Ich habe ihm gesagt, dass ....

"Er" becomes "ihm" in the dative.

If we have a "normal" relative pronoun, then we get

Der Mann, dem ich gesagt habe, dass ...

"Der" becomes "dem" in the dative. So far so good.

But what happens if we have a genitive relative, eg

Der Mann, ??? dessen Sohn ich gesagt habe, dass ...

We'd have to "decline" "dessen" in the dative, but is there such a thing? Are we then forced to put a "zu" in the ??? part? Or does the pronoun become "dessem" (I think not)? Or yet something else?


1 Answer 1


The key here is that dessen isn't the word that needs to be declined. It's Sohn.

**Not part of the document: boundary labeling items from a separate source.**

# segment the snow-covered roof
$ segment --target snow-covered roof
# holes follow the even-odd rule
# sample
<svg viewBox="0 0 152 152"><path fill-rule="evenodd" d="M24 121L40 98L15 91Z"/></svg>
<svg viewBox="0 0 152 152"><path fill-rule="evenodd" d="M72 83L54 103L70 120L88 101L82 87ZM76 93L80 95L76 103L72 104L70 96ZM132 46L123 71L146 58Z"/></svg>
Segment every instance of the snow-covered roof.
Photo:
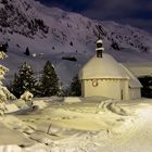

Now to explain why, we need to think about their roles.

  • dessen: depicts the genitive as a relative pronoun. This could just as easily be a noun in the Genitive case in a normal clause.

  • Sohn: the actual object of the relative clause, i.e. the person you actually told something.

Since Sohn is the person you actually told it to, it's the noun that should be in the Dative case. This is hidden in this sentence but would be visible if there was an adjective or if it was a plural form.

Der Mann, dessen ältestem Sohn ich gesagt habe, [...]

Der Mann, dessen Kindern ich gesagt habe, [...]

In short, you don't decline dessen because that's already a relative pronoun in its declined form, so to speak. You decline the actual object, but that won't be visible under certain circumstances.